Baştan söyleyelim Akşener bu oltaya gelmez. Neden diye soracak olursak; her şeyden önce oltanın ucundaki yem cazip değil. İkincisi şimdi ülkedeki siyasi atmosfer tarafların kozlarını ayrı ayrı paylaşmasını gerektiriyor. Millet İttifakı’nın karşısında yer alan Cumhur İttifakı büyük ihtimalle iktidarının son dönemini yaşıyor. Önümüzdeki seçimde iktidar değişimi çok olası bir durum.
Gerek ekonomik göstergeler gerekse ülkenin girmiş olduğu karışık ortam iktidarın ve tek adamın savunulacak hiç bir yanının olmadığını ayan etmiş vaziyette.
Bütün bu şartlar değerlendirildiğinde Millet İttifakı’nın dışına çıkmak potansiyel iktidarın da dışında kalmak demek olur. Bu duruma deneyimli siyasetçi olan Akşener düşer mi? Elbette düşmez.
Başbakanlık elden gitmeseydi Davutoğlu düşebilir ve mevkisine pençeleriyle sarılırdı demek daha makul bir görüş.
Partinin duayen ve efsane ismi olan ve yaşamının son zamanlarında saray turları yapan Oğuzhan Asiltürk sağ olsaydı Saadetin dümenine reis hakim olurdu demek de mantıklı olabilirdi.

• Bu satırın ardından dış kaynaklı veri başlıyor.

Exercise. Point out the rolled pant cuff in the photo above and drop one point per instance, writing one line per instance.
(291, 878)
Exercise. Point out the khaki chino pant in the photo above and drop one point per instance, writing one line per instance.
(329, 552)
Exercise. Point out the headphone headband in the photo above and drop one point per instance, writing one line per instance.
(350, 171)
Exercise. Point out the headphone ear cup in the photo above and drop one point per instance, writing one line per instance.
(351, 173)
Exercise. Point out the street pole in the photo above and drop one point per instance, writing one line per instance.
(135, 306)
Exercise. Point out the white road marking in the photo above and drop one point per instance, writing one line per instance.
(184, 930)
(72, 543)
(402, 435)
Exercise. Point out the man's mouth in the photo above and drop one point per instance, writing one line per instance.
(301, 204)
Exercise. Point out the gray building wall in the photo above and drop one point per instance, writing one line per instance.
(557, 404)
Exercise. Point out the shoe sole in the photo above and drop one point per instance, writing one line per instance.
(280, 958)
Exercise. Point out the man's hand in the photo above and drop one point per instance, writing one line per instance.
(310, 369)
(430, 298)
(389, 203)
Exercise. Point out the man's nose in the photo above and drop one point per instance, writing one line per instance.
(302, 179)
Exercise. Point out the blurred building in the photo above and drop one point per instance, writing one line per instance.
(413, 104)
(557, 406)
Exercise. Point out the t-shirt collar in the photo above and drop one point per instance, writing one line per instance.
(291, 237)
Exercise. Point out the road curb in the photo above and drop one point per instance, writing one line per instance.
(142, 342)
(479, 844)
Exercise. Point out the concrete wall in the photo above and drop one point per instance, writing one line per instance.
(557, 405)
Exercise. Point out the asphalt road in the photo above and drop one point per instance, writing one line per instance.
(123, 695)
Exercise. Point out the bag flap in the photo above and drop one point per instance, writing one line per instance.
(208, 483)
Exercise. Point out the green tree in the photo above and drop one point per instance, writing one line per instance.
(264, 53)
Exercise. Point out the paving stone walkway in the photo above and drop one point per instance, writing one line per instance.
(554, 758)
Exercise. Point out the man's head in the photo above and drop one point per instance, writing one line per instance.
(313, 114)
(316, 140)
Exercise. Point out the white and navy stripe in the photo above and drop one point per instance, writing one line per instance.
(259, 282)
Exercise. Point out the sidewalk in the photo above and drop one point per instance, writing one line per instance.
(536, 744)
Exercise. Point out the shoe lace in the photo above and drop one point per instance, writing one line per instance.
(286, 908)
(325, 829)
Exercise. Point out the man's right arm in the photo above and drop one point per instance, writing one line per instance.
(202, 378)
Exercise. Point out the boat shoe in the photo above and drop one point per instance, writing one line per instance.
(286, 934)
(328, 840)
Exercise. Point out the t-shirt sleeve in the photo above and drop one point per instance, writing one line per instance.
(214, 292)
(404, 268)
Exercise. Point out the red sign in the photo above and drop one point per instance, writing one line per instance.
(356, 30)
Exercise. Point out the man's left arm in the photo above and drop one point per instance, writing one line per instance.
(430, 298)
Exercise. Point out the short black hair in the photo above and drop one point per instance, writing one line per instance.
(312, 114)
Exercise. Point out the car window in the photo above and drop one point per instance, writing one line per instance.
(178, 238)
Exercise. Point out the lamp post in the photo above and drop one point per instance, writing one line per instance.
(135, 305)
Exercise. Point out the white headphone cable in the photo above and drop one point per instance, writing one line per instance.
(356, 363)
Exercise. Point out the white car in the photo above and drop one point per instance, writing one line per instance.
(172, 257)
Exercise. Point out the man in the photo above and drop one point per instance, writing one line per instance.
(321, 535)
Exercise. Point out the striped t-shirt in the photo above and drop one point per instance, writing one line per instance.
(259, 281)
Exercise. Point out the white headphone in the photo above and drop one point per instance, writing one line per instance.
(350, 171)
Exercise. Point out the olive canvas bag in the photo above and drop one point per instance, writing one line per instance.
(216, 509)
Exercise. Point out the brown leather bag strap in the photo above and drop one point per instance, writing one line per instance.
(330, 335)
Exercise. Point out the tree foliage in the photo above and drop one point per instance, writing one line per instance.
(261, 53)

Abdullah Gül ile bu dönem devam edeceğiz kardeşim, Gül benim yerime yine aday deseydi Babacan da babalar gibi karşı iskeleye ayak başardı fakat o ihtimal de çoktan rüzgar oldu geçti.
Masanın en kendinde ortağı olan Demokrat Parti’nin sağduyu ile hareket ettiğini görecek olursak.
Kılıçdaroğlu ülkeyi yeniden yaşanılabilir hale getirmek için yemin etmişken.
Bu zokayı masadan kimsenin bu şartlarda yemeyeceğini görmek için müneccim olmaya veya siyaset bilimci olmaya gerek olmadığı kanısındayım.
Bu masa böyle gider gitmesine de aslında geçmişinde bulunduğu masaları devirmeye yemin etmiş olanlarla ortaklık yapanların daha iyi düşünmesi gerekir.
Korkunun faydası yok, masa böyle devam ettiği sürece iktidarın gideceği korkusu dağları sarar durur.
Çözümü ne diye soracak olurlarsa herhalde reis EYT’ye takılmıyordur demek kafi sanırız. Şimdiden yolu açık olsun. Ülke yeni iktidar ile emeklilik için güzel bir hale gelir elbette.